This is a Rails-based workflow service that replaced SDR's Java-based workflow service. It is consumed by the users of dor-workflow-client (argo, hydra_etd, pre-assembly, dor-indexing-app, dor-services-app, robots, technical-metadata-service, sdr-api, was-registar-app, preservation-catalog) and soon the goobi application (currently proxying through dor-services-app).
The workflows are defined by xml templates which are stored in config/workflows. The templates define a dependency graph. When all prerequisites for a step are complete, the step is marked as "queued" and a corresponding job is pushed into Sidekiq. Some steps are are marked skip-queue="true"
which means they are merely logged events and do not kick off a Sidekiq process.
When a workflow step is set to done, the service calculates which workflow steps are ready to be worked on and enqueues Sidekiq jobs for them. The queues are named for the workflow and priority. For example:
accessionWF_high
accessionWF_default
accessionWF_low
assemblyWF_high
assemblyWF_default
assemblyWF_low
disseminationWF_high
disseminationWF_default
disseminationWF_low
...
The credentials for SideKiq Pro must be set on your laptop (e.g., in .bash_profile
): export BUNDLE_GEMS__CONTRIBSYS__COM=xxxx:xxxx
You can get this value from the servers, just SSH into one of the app servers and echo the value:
echo $BUNDLE_GEMS__CONTRIBSYS__COM
Build the production image:
docker build -t suldlss/workflow-server:latest .
$ docker compose up -d
$ docker compose stop app
[FIRST RUN]
$ rake db:setup
$ rails s
[ -------- ]
If you want to connect to the container:
$ docker ps (to retrieve the container id)
$ docker exec -it (container id) /bin/sh
You need to be running the postgres database. One of the easiest ways is to use the docker-compose db via separate terminal window:
docker compose up db
The first time you run tests, you may need to run this before the tests (from another terminal window):
RAILS_ENV=test ./bin/rails rake db:setup
To run tests:
bundle exec rspec
To shut down postgres afterwards,
- cntl-C in your existing docker-compose terminal window.
docker compose down
afterwards
GET /objects/:druid/lifecycle
- Returns the milestones in the lifecycle that have been completed
POST /objects/:druid/versionClose
- Set all versioningWF steps to 'complete' and starts a new accessionWF unless create-accession=false
is passed as a parameter.
These methods deal with the workflow for a single object
POST /objects/:druid/workflows/:workflow
GET /objects/:druid/workflows
GET /objects/:druid/workflows/:workflow
DELETE /objects/:druid/workflows/:workflow
These methods deal with a single step for a single object
PUT /objects/:druid/workflows/:workflow/:process
GET /objects/:druid/workflows/:workflow/:process
Return the list of workflow templates
GET /workflow_templates
Return the list of steps for the given workflow template
GET /workflow_templates/:workflow
These processes are used by robot-master to discover which steps need to be performed.

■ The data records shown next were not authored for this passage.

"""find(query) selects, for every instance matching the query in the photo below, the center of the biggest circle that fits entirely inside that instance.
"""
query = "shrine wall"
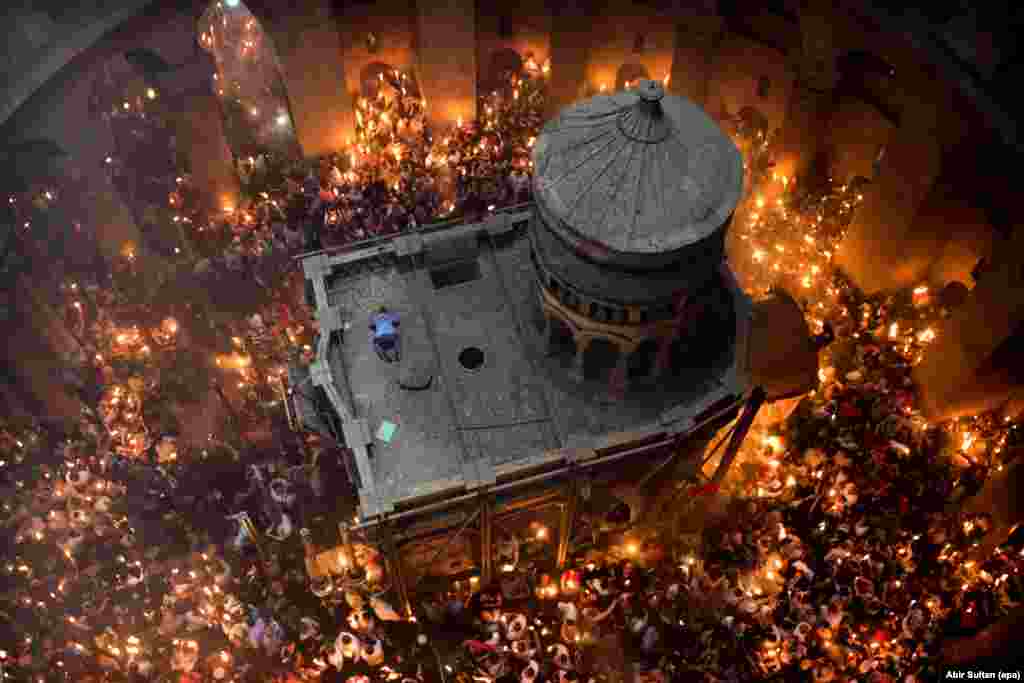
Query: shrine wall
(526, 31)
(309, 50)
(379, 33)
(629, 36)
(445, 40)
(745, 73)
(897, 238)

GET /workflow_queue/lane_ids
GET /workflow_queue/all_queued
GET /workflow_queue
If a workflow or workflows for a particular object require data to be persisted and available between steps, workflow variables can be set. These are per object/version pair and thus available to any step in any workflow for a given version of an object once set.

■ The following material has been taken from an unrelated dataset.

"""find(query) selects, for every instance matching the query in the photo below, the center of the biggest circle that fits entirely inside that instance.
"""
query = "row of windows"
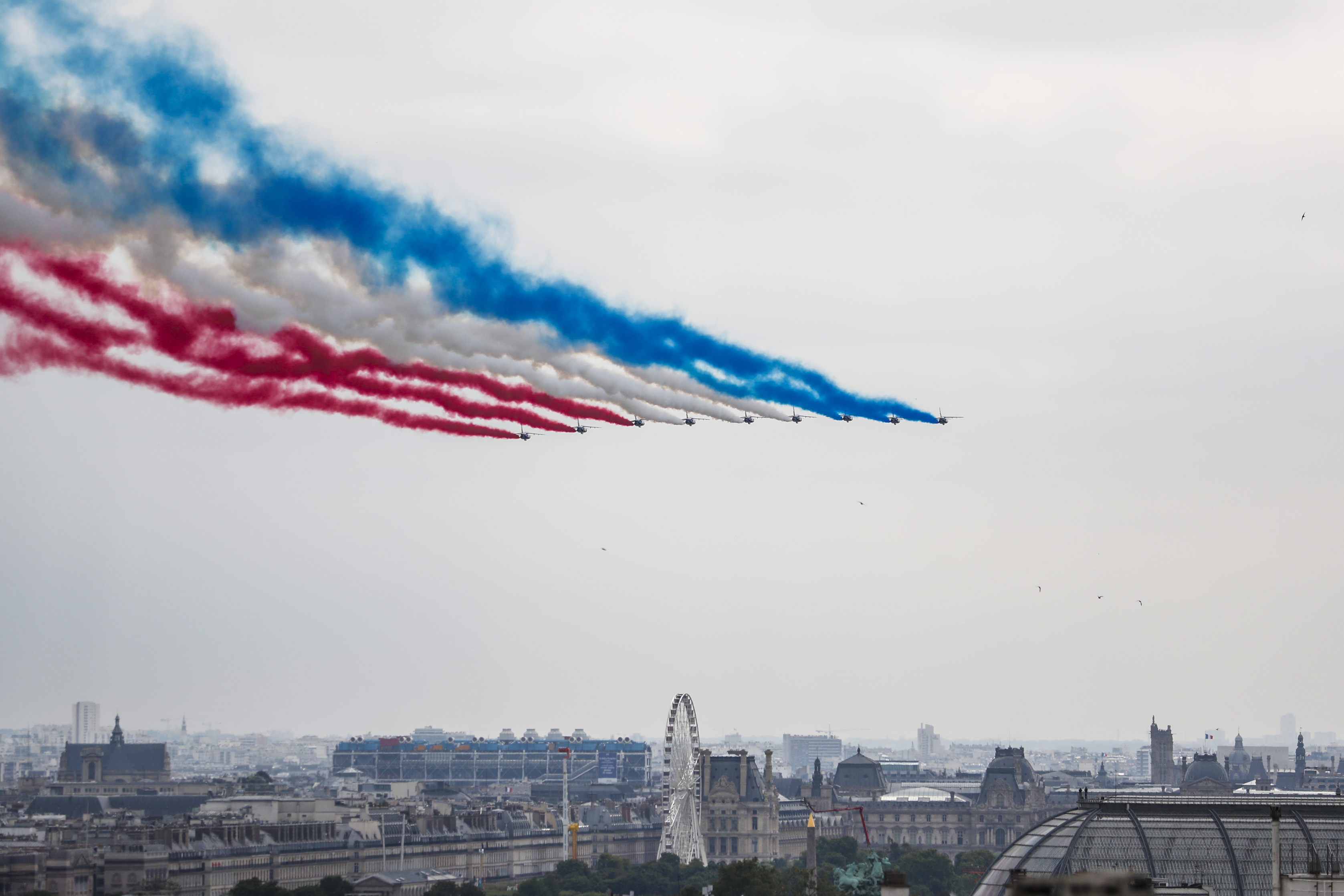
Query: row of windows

These data are not persisted in Cocina, and are not preserved or available outside of the workflow-service, so they should only be used to persist information used during workflow processing.
To use, pass in a "context" parameter as JSON in the body of the request when creating a workflow (and set content type to application/json). The json can contain any number of key/value pairs of context:
POST /objects/:druid/workflows/:workflow?version=Y
This context will then be returned as JSON in each process
block of the XML response containing workflow data, e.g. GET /objects/:druid/workflows
for use in processing.
This can be used if a user selects an option in Pre-assembly or Argo that needs to be passed through the accessioning pipeline, such as if OCR or captioning is required. The value is set when creating the workflow, and then available to each robot which needs it.
Logs are located in /var/log/httpd
.